A single income family where one parent stays home to care for a child or children is less common now in the US. It seems many people are making a conscious decision not to have children or perhaps to wait even longer. This is a big enough issue that the number of people within the workforce who have children has plummeted to the lowest point in the past century.
For families that do have children, childcare is a major issue. A study from Child Care Aware of America found that a whopping 20% of Americans now spend more than 25% of their salary on childcare costs. In some states the cost of childcare even exceeds the cost of getting a college degree.
Faced with such high costs, many working parents are forced to take drastic measures. They may use up sick time, reduce the number of hours they work, take unpaid time off, or quit working entirely because they are unable to afford childcare when their kids are home sick or out of school.
According to the Center for American Progress, this time away from work costs US working families roughly $8.3B in lost wages each year.
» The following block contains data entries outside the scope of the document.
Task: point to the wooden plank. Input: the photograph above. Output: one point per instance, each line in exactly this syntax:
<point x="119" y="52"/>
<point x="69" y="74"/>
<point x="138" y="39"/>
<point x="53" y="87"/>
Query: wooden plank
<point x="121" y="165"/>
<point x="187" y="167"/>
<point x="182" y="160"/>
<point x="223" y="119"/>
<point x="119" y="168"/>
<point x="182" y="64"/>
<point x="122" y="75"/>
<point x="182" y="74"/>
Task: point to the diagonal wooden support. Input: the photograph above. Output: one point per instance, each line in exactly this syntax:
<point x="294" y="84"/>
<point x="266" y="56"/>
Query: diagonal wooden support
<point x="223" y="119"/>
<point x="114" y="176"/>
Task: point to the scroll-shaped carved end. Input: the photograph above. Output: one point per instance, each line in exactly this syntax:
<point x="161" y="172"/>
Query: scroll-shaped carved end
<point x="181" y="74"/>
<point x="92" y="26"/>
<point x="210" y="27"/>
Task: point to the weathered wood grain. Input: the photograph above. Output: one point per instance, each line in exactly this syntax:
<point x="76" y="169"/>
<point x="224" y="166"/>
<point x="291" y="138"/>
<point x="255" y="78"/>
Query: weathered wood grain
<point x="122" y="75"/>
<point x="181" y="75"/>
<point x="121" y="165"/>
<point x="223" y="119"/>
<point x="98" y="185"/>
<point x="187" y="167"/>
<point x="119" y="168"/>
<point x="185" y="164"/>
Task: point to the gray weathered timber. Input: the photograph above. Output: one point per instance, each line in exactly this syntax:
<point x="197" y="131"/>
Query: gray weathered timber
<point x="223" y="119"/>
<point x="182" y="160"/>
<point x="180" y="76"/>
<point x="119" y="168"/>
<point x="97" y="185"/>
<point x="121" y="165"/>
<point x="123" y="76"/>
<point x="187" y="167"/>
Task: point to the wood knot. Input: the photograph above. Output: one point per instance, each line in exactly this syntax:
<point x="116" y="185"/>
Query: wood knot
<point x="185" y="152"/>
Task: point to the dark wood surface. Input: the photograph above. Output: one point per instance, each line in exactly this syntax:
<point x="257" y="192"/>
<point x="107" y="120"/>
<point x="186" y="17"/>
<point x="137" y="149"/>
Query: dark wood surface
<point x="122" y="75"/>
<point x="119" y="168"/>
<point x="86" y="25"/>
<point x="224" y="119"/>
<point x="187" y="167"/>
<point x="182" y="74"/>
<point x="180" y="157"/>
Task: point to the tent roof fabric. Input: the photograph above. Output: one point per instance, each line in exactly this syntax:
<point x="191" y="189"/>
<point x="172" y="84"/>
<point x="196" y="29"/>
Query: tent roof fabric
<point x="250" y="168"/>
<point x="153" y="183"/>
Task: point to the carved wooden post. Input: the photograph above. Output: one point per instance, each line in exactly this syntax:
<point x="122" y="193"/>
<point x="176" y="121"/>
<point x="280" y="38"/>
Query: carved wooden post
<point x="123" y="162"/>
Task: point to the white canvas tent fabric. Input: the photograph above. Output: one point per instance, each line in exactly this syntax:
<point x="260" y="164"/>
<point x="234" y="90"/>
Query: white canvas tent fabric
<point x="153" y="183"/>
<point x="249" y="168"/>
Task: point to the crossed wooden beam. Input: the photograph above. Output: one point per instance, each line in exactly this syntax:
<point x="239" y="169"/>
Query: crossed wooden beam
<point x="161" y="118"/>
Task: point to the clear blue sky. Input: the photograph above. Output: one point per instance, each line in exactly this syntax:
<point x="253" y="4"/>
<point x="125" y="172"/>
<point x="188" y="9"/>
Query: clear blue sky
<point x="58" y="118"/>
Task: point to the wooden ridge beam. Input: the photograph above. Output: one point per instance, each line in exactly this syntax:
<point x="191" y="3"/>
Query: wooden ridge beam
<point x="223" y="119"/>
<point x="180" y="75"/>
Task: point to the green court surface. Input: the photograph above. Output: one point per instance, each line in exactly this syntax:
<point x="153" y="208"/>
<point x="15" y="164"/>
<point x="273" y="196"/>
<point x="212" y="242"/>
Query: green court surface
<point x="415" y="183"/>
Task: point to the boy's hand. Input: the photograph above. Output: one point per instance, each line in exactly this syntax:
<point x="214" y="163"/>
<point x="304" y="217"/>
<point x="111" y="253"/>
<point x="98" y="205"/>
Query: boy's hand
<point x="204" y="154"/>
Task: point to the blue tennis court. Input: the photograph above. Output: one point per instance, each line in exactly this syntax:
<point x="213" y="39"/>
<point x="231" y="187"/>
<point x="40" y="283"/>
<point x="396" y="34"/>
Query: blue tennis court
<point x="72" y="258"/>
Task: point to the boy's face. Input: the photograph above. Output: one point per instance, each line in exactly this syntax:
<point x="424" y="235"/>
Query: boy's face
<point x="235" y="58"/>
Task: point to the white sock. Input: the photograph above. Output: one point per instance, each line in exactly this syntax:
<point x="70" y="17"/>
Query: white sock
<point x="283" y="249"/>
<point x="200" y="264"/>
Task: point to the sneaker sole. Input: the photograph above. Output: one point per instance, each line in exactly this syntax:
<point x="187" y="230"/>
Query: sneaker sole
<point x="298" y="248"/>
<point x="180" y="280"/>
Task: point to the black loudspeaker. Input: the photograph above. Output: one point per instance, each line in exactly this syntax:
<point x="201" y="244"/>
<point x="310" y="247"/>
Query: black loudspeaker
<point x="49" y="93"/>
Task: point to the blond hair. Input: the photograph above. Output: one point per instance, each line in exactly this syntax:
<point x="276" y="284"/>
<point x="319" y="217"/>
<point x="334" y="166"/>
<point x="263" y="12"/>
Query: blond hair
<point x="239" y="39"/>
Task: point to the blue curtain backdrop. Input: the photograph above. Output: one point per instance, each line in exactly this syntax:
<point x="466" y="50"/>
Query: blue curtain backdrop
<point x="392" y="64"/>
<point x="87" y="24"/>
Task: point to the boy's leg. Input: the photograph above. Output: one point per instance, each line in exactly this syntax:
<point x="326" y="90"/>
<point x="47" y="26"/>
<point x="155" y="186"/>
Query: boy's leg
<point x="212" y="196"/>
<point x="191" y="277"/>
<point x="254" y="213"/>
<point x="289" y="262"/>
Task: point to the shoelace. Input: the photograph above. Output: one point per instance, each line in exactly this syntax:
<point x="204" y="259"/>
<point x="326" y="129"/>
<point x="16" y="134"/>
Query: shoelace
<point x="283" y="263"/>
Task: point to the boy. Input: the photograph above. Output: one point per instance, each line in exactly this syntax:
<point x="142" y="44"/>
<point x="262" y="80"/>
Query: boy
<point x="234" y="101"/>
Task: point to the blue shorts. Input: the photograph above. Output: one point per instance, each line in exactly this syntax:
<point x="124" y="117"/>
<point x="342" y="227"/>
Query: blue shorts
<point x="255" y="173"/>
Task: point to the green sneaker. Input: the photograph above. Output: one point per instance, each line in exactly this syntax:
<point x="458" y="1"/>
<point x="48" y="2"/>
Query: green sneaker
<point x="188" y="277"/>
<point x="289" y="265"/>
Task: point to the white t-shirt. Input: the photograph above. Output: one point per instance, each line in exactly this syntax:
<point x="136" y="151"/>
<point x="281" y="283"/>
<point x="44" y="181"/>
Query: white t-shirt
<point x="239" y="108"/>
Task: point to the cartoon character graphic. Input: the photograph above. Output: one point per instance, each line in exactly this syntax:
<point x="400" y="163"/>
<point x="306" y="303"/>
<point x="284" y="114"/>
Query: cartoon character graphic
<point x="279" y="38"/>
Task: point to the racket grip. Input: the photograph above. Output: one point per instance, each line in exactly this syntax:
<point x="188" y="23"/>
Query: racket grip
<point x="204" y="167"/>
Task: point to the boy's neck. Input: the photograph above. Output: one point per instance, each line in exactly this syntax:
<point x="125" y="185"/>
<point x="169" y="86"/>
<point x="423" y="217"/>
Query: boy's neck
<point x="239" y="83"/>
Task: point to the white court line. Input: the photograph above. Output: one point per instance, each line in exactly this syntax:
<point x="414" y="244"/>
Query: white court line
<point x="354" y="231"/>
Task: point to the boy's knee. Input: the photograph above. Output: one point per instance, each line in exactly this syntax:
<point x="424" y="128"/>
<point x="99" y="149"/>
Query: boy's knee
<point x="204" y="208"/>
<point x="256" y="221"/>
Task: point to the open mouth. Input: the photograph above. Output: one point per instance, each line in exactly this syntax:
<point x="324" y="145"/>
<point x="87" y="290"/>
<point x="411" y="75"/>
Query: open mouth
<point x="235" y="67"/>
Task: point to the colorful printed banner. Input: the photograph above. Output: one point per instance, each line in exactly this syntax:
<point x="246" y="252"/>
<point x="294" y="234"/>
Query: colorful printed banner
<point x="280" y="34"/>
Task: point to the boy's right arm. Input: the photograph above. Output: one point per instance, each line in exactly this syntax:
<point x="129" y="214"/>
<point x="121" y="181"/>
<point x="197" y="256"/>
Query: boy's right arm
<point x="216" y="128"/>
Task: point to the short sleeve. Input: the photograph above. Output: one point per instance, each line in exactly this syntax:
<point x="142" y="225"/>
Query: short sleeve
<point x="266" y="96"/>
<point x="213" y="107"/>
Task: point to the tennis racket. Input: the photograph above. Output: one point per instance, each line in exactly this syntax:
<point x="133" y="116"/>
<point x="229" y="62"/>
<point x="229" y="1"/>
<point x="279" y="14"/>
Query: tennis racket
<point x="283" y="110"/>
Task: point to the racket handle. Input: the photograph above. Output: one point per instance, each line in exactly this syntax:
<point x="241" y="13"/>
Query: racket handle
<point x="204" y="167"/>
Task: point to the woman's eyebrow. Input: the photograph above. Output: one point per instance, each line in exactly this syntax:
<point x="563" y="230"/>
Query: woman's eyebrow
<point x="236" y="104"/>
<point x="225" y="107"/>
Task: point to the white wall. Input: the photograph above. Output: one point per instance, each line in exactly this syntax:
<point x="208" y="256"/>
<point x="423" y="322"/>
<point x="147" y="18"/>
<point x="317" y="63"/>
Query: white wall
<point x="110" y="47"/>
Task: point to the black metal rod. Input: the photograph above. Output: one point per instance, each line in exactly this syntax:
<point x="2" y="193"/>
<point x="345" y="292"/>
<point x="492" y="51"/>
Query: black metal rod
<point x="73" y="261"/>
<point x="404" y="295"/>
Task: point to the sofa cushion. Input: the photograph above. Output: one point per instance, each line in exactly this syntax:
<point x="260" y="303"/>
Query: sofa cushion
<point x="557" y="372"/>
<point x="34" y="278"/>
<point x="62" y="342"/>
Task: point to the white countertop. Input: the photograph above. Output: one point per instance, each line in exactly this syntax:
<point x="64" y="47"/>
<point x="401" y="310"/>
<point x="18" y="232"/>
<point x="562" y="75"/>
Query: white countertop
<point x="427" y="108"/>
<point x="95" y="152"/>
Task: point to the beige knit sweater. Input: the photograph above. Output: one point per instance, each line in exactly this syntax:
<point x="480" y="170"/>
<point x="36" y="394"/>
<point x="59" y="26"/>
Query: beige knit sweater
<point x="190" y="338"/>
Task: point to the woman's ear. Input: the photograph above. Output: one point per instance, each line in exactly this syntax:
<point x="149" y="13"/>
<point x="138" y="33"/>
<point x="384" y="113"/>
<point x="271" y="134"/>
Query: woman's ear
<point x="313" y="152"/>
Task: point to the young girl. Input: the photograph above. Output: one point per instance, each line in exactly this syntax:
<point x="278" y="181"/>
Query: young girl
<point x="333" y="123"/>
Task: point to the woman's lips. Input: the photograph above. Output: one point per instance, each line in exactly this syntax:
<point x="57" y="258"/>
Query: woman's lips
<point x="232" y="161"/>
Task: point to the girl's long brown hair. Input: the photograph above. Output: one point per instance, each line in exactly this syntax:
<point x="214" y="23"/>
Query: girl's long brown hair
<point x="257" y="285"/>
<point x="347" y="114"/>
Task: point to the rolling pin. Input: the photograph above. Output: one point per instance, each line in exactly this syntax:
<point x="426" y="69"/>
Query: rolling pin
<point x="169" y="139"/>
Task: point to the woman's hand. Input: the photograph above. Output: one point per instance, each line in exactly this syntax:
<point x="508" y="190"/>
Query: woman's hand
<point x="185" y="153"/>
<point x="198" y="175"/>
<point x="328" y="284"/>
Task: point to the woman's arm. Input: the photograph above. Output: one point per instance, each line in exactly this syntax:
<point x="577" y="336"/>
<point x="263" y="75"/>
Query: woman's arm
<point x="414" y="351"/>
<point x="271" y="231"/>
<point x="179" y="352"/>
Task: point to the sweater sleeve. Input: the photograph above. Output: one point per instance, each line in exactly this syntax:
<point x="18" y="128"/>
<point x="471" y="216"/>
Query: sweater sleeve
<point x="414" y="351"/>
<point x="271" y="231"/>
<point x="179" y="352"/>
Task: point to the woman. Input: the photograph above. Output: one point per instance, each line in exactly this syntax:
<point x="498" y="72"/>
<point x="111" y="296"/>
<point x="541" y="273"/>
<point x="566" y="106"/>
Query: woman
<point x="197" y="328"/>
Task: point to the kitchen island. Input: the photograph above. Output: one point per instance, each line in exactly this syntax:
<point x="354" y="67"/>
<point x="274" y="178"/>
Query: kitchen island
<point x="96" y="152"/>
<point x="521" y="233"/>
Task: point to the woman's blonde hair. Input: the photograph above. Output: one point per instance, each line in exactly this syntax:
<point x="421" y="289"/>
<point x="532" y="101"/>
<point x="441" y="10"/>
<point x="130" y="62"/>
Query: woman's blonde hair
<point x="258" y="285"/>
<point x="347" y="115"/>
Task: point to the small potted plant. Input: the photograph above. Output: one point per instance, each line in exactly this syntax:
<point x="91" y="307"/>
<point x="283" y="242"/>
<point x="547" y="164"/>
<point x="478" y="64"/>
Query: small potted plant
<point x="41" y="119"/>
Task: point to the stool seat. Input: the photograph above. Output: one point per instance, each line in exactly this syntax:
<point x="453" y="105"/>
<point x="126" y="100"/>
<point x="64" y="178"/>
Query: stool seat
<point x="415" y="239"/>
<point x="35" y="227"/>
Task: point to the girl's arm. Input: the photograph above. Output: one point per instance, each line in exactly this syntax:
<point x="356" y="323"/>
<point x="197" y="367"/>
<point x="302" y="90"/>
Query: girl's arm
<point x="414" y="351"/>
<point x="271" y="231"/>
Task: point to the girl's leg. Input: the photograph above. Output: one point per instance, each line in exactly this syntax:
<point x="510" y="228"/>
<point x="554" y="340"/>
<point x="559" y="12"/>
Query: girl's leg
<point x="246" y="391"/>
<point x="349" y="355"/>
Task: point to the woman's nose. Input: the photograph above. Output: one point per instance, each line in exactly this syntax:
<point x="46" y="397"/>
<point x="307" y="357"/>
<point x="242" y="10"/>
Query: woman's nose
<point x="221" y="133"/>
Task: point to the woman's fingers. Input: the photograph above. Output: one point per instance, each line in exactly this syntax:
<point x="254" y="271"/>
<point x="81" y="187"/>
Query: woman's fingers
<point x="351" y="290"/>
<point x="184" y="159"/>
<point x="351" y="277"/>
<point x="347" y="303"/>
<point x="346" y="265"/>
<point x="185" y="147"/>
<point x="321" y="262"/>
So when it comes to hiring young parents, be aware that more than ever they are looking for more significant benefits than any group before them.
At present, only 9% of US companies with 1,000 or more employees give those employees emergency or backup childcare, according a 2017 National Survey of Employers. But, the issue seems to be getting more attention.
As your HR team and executives sit down each year to discuss the health of your benefits package vs. what employees' desire, maybe it is time to look here too. Being flexible when it comes to working parents' needs may be a good place to get new and retain current employees caught in the middle.
One way to do this perhaps is to discuss providing working parents with flex days that can be used instead of sick days or vacation days. That way kids have a parent at home when they are home sick or out of school on break.
Another way is to review remote working options. The ability to work from home during such periods is another way to keep employees happy and productive too.
There is no silver bullet, however. Certainly, just talking to your employees about their needs is always a good idea.